I realized people don’t overcome fear because someone else wants them to. It has to come from within. And when you do overcome and accomplish something you thought was near impossible, the feeling of reward is indescribable. Totally liberating.

Your stories have helped me work through some of my doubts and fears. You are so inspiring. Honestly, timing is strange, but your stories came to me at the right time.

The stories also helped me realize that in order to reach certain goals you need to be extremely focused and determined. I mean, it’s not rocket science but your stories in Asia and Patagonia really demonstrate the importance of persistence and perseverance.

So, thank you for sharing. I wish you luck in all your future adventures. You are definitely someone I look up to.
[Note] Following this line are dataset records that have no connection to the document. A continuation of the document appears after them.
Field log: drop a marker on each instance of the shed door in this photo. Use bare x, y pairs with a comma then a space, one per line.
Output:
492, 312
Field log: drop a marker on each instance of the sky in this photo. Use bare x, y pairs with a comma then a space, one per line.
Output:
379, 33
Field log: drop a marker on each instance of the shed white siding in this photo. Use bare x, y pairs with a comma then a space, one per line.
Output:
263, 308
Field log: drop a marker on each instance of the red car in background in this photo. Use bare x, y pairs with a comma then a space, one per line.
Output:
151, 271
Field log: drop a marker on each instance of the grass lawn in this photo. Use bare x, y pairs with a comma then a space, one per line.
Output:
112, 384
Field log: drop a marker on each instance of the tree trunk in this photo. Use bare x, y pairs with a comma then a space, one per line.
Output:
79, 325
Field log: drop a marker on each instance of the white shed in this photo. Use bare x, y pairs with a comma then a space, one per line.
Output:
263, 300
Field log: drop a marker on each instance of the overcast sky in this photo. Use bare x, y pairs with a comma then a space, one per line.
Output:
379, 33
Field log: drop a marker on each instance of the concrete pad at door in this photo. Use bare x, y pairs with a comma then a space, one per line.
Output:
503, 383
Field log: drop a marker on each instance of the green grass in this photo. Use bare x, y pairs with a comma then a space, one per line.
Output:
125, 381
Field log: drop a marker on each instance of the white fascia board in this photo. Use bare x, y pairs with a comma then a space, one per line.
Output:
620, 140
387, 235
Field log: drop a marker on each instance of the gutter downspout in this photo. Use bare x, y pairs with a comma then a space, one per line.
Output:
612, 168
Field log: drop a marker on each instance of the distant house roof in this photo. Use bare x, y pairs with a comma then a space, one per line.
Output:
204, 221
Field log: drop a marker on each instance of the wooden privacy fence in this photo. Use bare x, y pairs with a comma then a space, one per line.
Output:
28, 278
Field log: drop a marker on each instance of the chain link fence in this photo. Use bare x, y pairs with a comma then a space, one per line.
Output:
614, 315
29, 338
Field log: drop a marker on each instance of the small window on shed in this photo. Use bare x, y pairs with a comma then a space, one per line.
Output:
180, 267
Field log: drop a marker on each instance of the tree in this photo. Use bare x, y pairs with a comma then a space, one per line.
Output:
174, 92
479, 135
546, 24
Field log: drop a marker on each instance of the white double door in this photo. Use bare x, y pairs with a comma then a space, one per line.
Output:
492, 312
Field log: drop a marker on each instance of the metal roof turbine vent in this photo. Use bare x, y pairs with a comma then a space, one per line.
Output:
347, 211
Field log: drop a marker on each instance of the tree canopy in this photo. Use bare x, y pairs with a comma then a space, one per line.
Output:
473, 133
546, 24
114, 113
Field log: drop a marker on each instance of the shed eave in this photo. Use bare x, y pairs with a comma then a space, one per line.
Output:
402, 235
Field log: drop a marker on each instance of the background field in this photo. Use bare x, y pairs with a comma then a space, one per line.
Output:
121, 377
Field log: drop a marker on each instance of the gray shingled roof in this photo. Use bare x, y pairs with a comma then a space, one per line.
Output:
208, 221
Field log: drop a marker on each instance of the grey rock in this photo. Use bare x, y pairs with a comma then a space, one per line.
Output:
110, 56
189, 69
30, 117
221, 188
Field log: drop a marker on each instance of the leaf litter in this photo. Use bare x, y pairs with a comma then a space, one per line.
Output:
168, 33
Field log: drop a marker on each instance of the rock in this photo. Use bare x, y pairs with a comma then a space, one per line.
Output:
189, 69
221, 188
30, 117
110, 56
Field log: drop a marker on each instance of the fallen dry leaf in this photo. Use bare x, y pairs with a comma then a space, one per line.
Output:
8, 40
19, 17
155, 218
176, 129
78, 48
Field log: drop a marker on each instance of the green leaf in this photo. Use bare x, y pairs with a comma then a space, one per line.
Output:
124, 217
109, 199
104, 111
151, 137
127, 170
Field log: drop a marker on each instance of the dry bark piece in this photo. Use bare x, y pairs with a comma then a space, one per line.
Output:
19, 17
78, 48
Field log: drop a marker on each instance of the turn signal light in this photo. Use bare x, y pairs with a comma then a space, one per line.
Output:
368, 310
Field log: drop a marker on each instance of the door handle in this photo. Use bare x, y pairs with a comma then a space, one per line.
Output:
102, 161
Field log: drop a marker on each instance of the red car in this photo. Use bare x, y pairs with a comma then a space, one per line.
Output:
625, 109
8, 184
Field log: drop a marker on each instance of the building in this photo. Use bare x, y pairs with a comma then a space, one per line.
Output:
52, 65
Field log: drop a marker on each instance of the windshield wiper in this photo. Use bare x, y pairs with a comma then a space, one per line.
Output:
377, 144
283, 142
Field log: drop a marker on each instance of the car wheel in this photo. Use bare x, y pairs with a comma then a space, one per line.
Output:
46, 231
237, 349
I’ll have to explore your blog some more (first time visiting) because I really enjoy reading what you have to say!
Cheers,
Christie

Hi Christie,
Thanks for writing to me! I have also had that experience, of having the right book or story come to me at just the right time, and I’m glad some of my stories found you at the right time. In fact, funny enough, recently I was telling a friend about how the podcast “The Splendid Table” was one of the only things that made me feel “okay” in the first several months after Mario died because Lynne Rossetto Kasper always sounded so warm and kind that just hearing her talk made me feel like I could stand it a little bit. My friend told me I should write to Lynne and tell her that, so who knows, maybe I will 🙂 I also stumbled on the Coleman Barks translations of Rumi at a really pivotal time in my life, and especially the poem called “Joy at Sudden Disappointment,” and it’s still one of the most important ideas for me, really, every day.

I think we’re all dealing with fear and lack of self-confidence, we just all deal with it in different ways. I’ve often found that things that really scare me don’t seem to be a big deal for others, and the other way around. We’re all different, and as you said, managing fear has to come from within. For me, simply and stubbornly plugging away at my hard things has always been what worked, even if it often feels like progress is nonexistent or slow. I’ve had a lot of times where I really had no idea if I’d ever be able to do the thing I was trying (and continuously failing) to do, so I just kept trying out of curiosity, rather than hope of success. And I learned a lot, in all those times, and sometimes miraculously found myself doing it in the end–and you’re right, it is really liberating!